Counter(word_tokenize(
        '''The cat is in the box. The cat likes the box.
        The box is over the cat.''')).most_common(2)

[('The', 3), ('cat', 3)]

In [5]:
f = open('wikipedia_articles/wiki_text_debugging.txt', 'r')
article = f.read()
#article

In [6]:
# Tokenize the article: tokens
tokens = word_tokenize(article)

# Convert the tokens into lowercase: lower_tokens
lower_tokens = [t.lower() for t in tokens]

# Create a Counter with the lowercase tokens: bow_simple
bow_simple = Counter(lower_tokens)

# Print the 10 most common tokens
print(bow_simple.most_common(10))

[(',', 151), ('the', 150), ('.', 89), ('of', 81), ("''", 66), ('to', 63), ('a', 60), ('``', 47), ('in', 44), ('and', 41)]


### Simple text preprocessing

#### Why preprocess
- Helps make for better input data
 - When performing machine learning or other statistical methods
- Examples:
 - Tokenization to create a bag of words
 - Lowercasing words
- Lemmatization/Stemming
 - Shorten words to their root stems
- Removing stop words, punctuation or unwanted tokens

In [12]:
import nltk
nltk.download('stopwords')

[nltk_data] Downloading package stopwords to
[nltk_data]     C:\Users\msmith7\AppData\Roaming\nltk_data...
[nltk_data]   Unzipping corpora\stopwords.zip.


True

In [13]:
from nltk.corpus import stopwords
text = '''The cat is in the box. The cat likes the box.
            The box is over the cat.'''
tokens = [w for w in word_tokenize(text.lower())
         if w.isalpha()]
no_stops = [t for t in tokens
           if t not in stopwords.words('english')]
Counter(no_stops).most_common(2)

[('cat', 3), ('box', 3)]

In [16]:
english_stops = stopwords.words('english')
#english_stops

In [20]:
import nltk
nltk.download('wordnet')

[nltk_data] Downloading package wordnet to
[nltk_data]     C:\Users\msmith7\AppData\Roaming\nltk_data...
[nltk_data]   Unzipping corpora\wordnet.zip.


True

In [21]:
# Import WordNetLemmatizer
from nltk.stem import WordNetLemmatizer

# Retain alphabetic words: alpha_only
alpha_only = [t for t in lower_tokens if t.isalpha()]

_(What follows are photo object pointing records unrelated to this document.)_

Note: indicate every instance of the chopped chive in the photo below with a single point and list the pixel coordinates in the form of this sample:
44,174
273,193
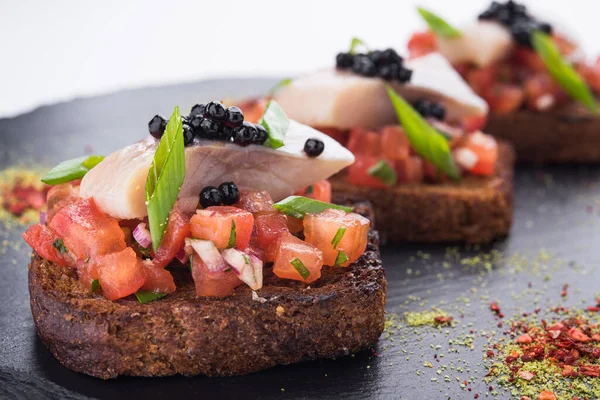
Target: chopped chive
300,267
338,237
146,296
95,285
341,258
232,235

# Remove all stop words: no_stops
no_stops = [t for t in alpha_only if t not in english_stops]

# Instantiate the WordNetLemmatizer
wordnet_lemmatizer = WordNetLemmatizer()

# Lemmatize all tokens into a new list: lemmatized
lemmatized = [wordnet_lemmatizer.lemmatize(t) for t in no_stops]

# Create the bag-of-words: bow
bow = Counter(lemmatized).most_common(10)

# Print the 10 most common tokens
print(bow)

[('debugging', 40), ('system', 25), ('bug', 17), ('software', 16), ('problem', 15), ('tool', 15), ('computer', 14), ('process', 13), ('term', 13), ('debugger', 13)]